Hi Andre,
On Mon, 31 May 2010, Andre Noll wrote:
> we're trying to give ceph a try on our compute cluster Initial stress
> tests passed without problems,
Cool!
> but over the weekend a couple of cosd processes died and now access to
> the ceph mount point blocks and mounting the ceph dir fails with
Hmm :(
> Stracing the cosd process shows that it calls mmap() with silly values
> for the "fd" and the "length" parameter:
>
> mmap(NULL, 18446744073709436928, PROT_READ|PROT_WRITE,
> MAP_PRIVATE|MAP_ANONYMOUS, -1, 0) = -1 ENOMEM (Cannot allocate memory)

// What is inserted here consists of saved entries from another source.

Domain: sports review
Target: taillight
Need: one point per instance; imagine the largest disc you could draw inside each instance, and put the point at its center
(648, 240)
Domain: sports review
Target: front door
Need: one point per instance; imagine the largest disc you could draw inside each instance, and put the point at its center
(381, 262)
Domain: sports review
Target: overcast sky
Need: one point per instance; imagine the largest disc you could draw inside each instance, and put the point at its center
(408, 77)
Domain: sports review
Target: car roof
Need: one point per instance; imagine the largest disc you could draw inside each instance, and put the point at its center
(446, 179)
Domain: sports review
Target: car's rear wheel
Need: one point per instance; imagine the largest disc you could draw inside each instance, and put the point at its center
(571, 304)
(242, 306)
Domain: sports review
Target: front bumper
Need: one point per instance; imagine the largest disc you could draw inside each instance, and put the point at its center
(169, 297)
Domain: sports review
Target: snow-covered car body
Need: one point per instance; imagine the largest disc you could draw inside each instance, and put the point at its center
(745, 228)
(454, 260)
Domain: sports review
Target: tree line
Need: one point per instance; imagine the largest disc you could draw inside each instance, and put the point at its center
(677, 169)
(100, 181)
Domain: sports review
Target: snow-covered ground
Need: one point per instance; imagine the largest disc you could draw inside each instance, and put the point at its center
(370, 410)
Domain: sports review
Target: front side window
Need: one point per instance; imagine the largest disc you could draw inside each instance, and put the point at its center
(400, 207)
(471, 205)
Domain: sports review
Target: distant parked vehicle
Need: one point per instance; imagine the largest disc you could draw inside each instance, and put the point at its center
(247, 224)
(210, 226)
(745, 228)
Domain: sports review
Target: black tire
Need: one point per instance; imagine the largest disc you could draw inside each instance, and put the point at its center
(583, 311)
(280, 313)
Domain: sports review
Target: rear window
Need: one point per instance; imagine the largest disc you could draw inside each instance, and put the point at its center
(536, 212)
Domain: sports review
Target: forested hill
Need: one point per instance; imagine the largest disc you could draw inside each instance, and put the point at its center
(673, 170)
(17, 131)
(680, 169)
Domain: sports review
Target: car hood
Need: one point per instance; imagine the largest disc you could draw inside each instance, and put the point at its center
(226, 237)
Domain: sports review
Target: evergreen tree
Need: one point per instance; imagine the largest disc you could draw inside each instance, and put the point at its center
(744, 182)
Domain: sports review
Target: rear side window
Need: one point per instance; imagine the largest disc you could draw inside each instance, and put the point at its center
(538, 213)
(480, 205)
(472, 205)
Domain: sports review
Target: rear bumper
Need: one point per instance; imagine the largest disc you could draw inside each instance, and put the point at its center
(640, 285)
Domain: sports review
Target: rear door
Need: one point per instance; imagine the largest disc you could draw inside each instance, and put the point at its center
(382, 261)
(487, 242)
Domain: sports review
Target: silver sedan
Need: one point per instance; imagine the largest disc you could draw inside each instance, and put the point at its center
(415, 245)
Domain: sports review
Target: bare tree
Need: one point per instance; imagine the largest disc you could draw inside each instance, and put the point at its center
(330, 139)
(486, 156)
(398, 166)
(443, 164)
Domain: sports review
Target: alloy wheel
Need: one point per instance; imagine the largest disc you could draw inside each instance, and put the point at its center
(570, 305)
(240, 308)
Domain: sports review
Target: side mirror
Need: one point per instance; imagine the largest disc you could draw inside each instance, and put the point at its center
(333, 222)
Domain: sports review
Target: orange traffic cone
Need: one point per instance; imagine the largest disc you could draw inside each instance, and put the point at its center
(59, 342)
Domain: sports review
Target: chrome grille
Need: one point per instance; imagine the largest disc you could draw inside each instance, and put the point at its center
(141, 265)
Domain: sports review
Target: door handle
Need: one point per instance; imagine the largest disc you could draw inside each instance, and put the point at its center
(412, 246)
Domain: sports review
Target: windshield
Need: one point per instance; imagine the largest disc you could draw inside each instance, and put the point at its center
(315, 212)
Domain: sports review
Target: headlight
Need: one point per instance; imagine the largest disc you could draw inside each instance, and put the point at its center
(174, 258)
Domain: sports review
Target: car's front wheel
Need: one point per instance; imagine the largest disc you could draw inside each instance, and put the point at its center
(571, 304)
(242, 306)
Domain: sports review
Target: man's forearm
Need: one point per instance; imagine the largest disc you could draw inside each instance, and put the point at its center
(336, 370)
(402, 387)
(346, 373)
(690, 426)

So, the mmap code in buffer.h is actually never called, so my guess is
that posix_memalign() or some other library implementation is doing it.

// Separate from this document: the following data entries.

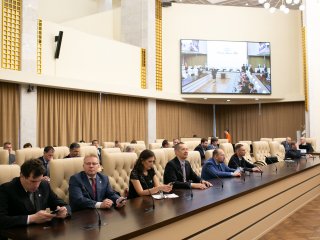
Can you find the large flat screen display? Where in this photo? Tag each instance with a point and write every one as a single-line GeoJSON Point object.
{"type": "Point", "coordinates": [225, 67]}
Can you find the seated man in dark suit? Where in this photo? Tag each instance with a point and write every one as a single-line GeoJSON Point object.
{"type": "Point", "coordinates": [25, 199]}
{"type": "Point", "coordinates": [237, 160]}
{"type": "Point", "coordinates": [91, 189]}
{"type": "Point", "coordinates": [202, 148]}
{"type": "Point", "coordinates": [48, 152]}
{"type": "Point", "coordinates": [96, 144]}
{"type": "Point", "coordinates": [74, 150]}
{"type": "Point", "coordinates": [286, 144]}
{"type": "Point", "coordinates": [215, 166]}
{"type": "Point", "coordinates": [304, 145]}
{"type": "Point", "coordinates": [178, 171]}
{"type": "Point", "coordinates": [293, 152]}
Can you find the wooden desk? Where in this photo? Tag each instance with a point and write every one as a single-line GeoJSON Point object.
{"type": "Point", "coordinates": [241, 210]}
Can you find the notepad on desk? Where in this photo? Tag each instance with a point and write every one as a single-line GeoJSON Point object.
{"type": "Point", "coordinates": [158, 196]}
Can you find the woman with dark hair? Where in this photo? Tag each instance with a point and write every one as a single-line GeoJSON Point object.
{"type": "Point", "coordinates": [143, 179]}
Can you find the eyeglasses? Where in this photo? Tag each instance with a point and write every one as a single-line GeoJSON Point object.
{"type": "Point", "coordinates": [94, 164]}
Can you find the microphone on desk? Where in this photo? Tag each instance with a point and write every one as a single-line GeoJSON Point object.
{"type": "Point", "coordinates": [153, 206]}
{"type": "Point", "coordinates": [191, 193]}
{"type": "Point", "coordinates": [218, 178]}
{"type": "Point", "coordinates": [96, 210]}
{"type": "Point", "coordinates": [272, 163]}
{"type": "Point", "coordinates": [241, 170]}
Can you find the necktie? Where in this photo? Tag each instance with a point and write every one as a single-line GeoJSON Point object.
{"type": "Point", "coordinates": [94, 187]}
{"type": "Point", "coordinates": [184, 172]}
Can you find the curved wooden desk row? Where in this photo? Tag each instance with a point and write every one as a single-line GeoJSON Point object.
{"type": "Point", "coordinates": [239, 210]}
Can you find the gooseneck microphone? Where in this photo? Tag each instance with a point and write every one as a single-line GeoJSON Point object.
{"type": "Point", "coordinates": [98, 214]}
{"type": "Point", "coordinates": [218, 178]}
{"type": "Point", "coordinates": [153, 206]}
{"type": "Point", "coordinates": [191, 193]}
{"type": "Point", "coordinates": [273, 163]}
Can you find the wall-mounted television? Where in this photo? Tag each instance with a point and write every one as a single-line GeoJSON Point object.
{"type": "Point", "coordinates": [225, 67]}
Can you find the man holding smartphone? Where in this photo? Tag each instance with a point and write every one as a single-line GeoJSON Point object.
{"type": "Point", "coordinates": [91, 189]}
{"type": "Point", "coordinates": [25, 198]}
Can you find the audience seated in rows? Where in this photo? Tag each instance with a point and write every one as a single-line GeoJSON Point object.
{"type": "Point", "coordinates": [91, 189]}
{"type": "Point", "coordinates": [143, 179]}
{"type": "Point", "coordinates": [27, 145]}
{"type": "Point", "coordinates": [202, 148]}
{"type": "Point", "coordinates": [214, 144]}
{"type": "Point", "coordinates": [178, 171]}
{"type": "Point", "coordinates": [215, 167]}
{"type": "Point", "coordinates": [25, 198]}
{"type": "Point", "coordinates": [12, 157]}
{"type": "Point", "coordinates": [74, 150]}
{"type": "Point", "coordinates": [238, 160]}
{"type": "Point", "coordinates": [48, 152]}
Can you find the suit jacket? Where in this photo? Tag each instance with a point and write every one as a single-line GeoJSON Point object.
{"type": "Point", "coordinates": [45, 166]}
{"type": "Point", "coordinates": [81, 194]}
{"type": "Point", "coordinates": [235, 162]}
{"type": "Point", "coordinates": [211, 170]}
{"type": "Point", "coordinates": [201, 151]}
{"type": "Point", "coordinates": [173, 173]}
{"type": "Point", "coordinates": [16, 205]}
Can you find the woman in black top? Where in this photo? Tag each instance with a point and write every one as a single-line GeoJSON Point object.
{"type": "Point", "coordinates": [143, 179]}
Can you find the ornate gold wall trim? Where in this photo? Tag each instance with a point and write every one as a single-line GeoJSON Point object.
{"type": "Point", "coordinates": [39, 47]}
{"type": "Point", "coordinates": [158, 45]}
{"type": "Point", "coordinates": [305, 69]}
{"type": "Point", "coordinates": [11, 34]}
{"type": "Point", "coordinates": [143, 69]}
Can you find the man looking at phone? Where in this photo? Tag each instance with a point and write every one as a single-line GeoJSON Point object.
{"type": "Point", "coordinates": [91, 189]}
{"type": "Point", "coordinates": [25, 198]}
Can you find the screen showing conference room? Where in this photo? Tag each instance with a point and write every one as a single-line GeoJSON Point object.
{"type": "Point", "coordinates": [225, 67]}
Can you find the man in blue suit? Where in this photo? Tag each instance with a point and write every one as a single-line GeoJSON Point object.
{"type": "Point", "coordinates": [215, 166]}
{"type": "Point", "coordinates": [91, 189]}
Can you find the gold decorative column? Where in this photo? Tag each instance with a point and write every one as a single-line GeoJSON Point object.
{"type": "Point", "coordinates": [305, 69]}
{"type": "Point", "coordinates": [39, 47]}
{"type": "Point", "coordinates": [143, 69]}
{"type": "Point", "coordinates": [158, 45]}
{"type": "Point", "coordinates": [11, 34]}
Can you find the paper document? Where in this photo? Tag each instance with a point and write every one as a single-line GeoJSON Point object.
{"type": "Point", "coordinates": [158, 196]}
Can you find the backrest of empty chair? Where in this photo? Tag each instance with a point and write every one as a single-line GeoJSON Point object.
{"type": "Point", "coordinates": [191, 140]}
{"type": "Point", "coordinates": [208, 154]}
{"type": "Point", "coordinates": [8, 172]}
{"type": "Point", "coordinates": [280, 140]}
{"type": "Point", "coordinates": [261, 150]}
{"type": "Point", "coordinates": [26, 154]}
{"type": "Point", "coordinates": [228, 151]}
{"type": "Point", "coordinates": [195, 161]}
{"type": "Point", "coordinates": [111, 150]}
{"type": "Point", "coordinates": [4, 156]}
{"type": "Point", "coordinates": [160, 163]}
{"type": "Point", "coordinates": [88, 150]}
{"type": "Point", "coordinates": [60, 152]}
{"type": "Point", "coordinates": [118, 166]}
{"type": "Point", "coordinates": [108, 144]}
{"type": "Point", "coordinates": [60, 172]}
{"type": "Point", "coordinates": [169, 153]}
{"type": "Point", "coordinates": [138, 148]}
{"type": "Point", "coordinates": [191, 145]}
{"type": "Point", "coordinates": [155, 146]}
{"type": "Point", "coordinates": [223, 140]}
{"type": "Point", "coordinates": [247, 147]}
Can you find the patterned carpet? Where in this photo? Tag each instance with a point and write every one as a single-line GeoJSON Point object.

Can you get a stack trace? Either look at the core file with gdb or run
cosd via gdb? Alternatively, the osd startup log with
debug osd = 20
debug filestore = 20
in the [osd] section of ceph.conf would help narrow it down. There is
probably a missing check in the osd mount/initialization code but it's
hard to guess where.
Thanks!
sage
>
> I briefly looked at the source code and noticed that raw_mmap_pages()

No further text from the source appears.